3.2. Nurses' Knowledge and Skills to Manage Psychological Distress
Regarding nurses' knowledge, using univariate and bivariate descriptive analysis of central tendency measures and dispersion measures, the analysis (Table 2) showed that the total responses ranged from 31 to 150, with a mean of 108.8 (SD=24.3) and a median score of 112. A quartile equation was used to examine the direction of distribution. The analysis showed that 25% of the sample had a score of 95 or less, while 25% of the sample had a score of 127 or above, and 50% had a score between 95 and 127. Noting that the expected minimum and maximum scores for the scale range from 0 -150, the results indicate that the majority of nurses have a high level of knowledge to manage patients with psychological distress at EDs.

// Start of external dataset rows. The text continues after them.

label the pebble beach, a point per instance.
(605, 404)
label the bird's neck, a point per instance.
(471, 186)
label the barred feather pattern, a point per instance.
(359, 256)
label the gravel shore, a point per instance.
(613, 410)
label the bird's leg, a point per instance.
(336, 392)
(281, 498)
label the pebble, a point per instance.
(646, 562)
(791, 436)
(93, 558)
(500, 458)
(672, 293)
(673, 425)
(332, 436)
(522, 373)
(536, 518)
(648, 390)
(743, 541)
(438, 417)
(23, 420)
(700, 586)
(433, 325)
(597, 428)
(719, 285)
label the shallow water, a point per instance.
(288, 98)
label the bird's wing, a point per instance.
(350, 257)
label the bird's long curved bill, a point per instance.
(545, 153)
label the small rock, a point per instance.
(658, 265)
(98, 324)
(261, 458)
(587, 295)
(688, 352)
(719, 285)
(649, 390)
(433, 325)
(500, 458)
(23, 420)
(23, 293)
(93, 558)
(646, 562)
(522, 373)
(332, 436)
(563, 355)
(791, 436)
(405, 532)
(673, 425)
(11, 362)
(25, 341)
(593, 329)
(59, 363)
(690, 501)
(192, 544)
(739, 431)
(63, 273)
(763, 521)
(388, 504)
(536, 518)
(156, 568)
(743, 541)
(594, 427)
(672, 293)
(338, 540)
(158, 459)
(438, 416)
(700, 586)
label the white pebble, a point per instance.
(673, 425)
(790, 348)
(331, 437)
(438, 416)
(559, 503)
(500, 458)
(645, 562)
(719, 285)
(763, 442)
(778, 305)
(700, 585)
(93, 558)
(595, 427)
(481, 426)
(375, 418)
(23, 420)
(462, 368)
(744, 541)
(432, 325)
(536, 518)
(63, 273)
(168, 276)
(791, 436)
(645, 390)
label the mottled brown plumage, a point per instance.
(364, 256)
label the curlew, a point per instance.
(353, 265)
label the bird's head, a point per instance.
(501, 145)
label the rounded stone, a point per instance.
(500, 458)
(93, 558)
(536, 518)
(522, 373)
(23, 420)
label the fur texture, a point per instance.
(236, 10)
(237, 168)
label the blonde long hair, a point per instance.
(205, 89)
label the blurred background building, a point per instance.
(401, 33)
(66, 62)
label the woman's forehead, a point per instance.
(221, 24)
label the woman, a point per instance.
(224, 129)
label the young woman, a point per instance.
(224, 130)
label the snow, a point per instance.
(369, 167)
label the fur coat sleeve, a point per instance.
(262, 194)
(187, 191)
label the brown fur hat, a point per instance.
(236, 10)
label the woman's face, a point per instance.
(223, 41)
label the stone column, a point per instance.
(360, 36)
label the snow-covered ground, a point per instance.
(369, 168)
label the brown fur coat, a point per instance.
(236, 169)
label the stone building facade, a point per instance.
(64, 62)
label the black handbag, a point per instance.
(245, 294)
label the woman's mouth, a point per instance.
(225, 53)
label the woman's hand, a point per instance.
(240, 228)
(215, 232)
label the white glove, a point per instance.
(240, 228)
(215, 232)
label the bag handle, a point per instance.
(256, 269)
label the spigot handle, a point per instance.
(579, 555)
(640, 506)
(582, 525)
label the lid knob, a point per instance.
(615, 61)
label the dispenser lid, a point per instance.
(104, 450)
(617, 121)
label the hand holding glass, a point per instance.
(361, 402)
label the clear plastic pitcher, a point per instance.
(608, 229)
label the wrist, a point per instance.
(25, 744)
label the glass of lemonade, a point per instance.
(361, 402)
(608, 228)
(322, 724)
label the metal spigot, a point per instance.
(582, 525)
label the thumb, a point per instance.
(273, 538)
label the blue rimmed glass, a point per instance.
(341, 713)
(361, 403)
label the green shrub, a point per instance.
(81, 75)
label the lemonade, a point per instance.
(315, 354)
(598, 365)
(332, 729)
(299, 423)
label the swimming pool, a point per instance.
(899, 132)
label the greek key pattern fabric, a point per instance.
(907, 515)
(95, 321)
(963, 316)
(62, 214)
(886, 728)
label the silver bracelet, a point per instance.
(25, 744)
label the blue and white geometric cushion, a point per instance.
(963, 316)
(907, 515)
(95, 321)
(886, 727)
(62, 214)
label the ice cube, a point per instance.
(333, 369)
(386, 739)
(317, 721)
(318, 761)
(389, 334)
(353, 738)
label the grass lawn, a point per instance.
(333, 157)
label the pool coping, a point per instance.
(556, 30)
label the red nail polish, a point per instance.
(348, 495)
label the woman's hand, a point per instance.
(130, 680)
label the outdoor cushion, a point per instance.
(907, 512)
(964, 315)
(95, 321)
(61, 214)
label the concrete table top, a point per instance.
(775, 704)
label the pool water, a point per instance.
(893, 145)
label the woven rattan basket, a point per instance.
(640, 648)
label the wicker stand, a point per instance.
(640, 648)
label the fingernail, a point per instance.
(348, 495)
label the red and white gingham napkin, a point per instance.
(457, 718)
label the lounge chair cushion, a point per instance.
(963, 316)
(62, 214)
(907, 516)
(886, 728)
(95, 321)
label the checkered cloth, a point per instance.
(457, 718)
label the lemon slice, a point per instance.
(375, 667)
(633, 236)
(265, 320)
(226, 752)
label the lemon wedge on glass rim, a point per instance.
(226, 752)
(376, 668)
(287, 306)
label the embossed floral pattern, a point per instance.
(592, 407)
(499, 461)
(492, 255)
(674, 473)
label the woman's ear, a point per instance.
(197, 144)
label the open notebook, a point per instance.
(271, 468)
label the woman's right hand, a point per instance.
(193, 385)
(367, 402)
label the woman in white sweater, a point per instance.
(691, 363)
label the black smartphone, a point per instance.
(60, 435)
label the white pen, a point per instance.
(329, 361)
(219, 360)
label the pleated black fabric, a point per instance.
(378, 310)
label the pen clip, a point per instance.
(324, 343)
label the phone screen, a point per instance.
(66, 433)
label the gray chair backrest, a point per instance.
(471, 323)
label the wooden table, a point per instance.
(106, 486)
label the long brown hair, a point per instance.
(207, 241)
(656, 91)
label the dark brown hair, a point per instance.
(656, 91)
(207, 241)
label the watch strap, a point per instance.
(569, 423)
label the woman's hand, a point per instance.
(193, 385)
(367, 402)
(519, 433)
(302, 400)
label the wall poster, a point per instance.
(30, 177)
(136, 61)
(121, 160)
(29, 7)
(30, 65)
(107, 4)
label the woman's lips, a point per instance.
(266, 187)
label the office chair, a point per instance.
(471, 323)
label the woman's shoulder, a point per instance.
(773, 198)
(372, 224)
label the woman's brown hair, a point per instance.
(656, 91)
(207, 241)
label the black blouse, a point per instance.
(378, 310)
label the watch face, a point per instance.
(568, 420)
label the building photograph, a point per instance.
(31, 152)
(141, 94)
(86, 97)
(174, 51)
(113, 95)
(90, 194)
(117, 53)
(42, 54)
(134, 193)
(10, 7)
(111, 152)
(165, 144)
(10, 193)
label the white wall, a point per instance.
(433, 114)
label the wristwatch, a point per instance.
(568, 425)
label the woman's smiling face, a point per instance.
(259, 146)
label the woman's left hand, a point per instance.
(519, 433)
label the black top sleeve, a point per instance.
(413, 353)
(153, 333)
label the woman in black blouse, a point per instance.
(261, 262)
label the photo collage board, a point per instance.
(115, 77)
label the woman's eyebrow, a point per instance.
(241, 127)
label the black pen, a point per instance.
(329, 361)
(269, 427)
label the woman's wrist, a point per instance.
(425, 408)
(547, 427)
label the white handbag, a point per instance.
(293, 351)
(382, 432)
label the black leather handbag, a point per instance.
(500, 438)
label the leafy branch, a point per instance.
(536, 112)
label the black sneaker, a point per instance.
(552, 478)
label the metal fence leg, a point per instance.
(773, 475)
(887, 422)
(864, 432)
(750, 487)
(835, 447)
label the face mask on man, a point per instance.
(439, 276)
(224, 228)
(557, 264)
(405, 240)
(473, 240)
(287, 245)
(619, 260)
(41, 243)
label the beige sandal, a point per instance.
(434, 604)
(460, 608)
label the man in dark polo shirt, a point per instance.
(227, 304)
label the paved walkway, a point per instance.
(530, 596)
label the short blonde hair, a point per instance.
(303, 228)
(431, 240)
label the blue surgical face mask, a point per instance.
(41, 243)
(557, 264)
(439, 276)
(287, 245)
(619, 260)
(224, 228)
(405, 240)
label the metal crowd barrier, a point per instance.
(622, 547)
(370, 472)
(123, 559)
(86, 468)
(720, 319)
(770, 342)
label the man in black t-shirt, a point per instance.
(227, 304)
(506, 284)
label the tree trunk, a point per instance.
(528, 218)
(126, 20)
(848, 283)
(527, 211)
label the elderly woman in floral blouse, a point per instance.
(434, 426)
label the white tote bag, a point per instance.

Regarding the skills of nurses in managing patients with psychological distress, the analysis showed that the total score ranged from 20 to 360, with a mean of 262.9 (SD=59.1) and a median score of 270. The analysis also showed that 25% of the nurses had a score of 223 or less, and 25% had a score of 306 or above. Noting that the expected minimum and maximum scores for the scale range from zero to 370 and that 50% of the nurses had a score between 223 and 306, the results indicate that nurses had moderate levels of skills to manage patients with psychological distress at EDs.
Item analysis has also been conducted to examine the areas in which nurses had the highest and lowest levels of knowledge. The analysis showed that mean scores ranged from 6.7 (SD =2.8) to 8.1(SD=2.1). The highest mean score was observed in item 1 “Appropriate triage work is helpful to understand patients’ needs by Emergency Room nurses” (M=8.1, SD =2.2), while the lowest was observed in item 11 “Managing patients will minimize the probability of further visit for the same reason” (M=6.7, SD =2.8) (Table 2).
3.3. Nurses' Knowledge of Signs and Symptoms of Psychological Distress
Regarding nurses' knowledge of signs and symptoms of psychological distress, the analysis showed that the total mean score for nurses was 38.8(SD=5.2) with scores ranging from 36-39. This indicates that the majority of nurses had a low level of knowledge regarding physical and psychological signs and symptoms. The item analysis showed that the highest positive response (those answered yes) was for item 16 “Shock, denial, or disbelief are psychological signs for patients with psychological distress” (80.8%, n = 248), while the lowest was observed in item 27 “Aches and pains are physical symptoms for patients with psychological distress?” (n=161, 52.4%).
3.4. Nurses' Skills to Manage Psychological Distress
Nurses’ mean item scores ranged from 3.3 (SD = 2.7) to 8.0 (SD = 2.3). Item analysis showed that the highest three means were observed in item 3 “Provide privacy” with (M = 8.0, SD = 2.3), item 15 “Talk down in a calmly and patiently manner” with (M = 8.0, SD = 2.3), and item 16 “Using therapeutic negotiation skills “with (M=8.0, SD = 2.3). The lowest three means were observed in item 33 “using general support and reassurance without explaining for the physical symptoms or doing other investigations” with (M = 3.3, SD = 2.7), item 18 “Using restraints as needed or prescribed” with (M = 5.1, SD = 3.4), and item 19 “Using empathic listening (paying full attention with empathy to patient)” with M = 6.6, SD = 3.0).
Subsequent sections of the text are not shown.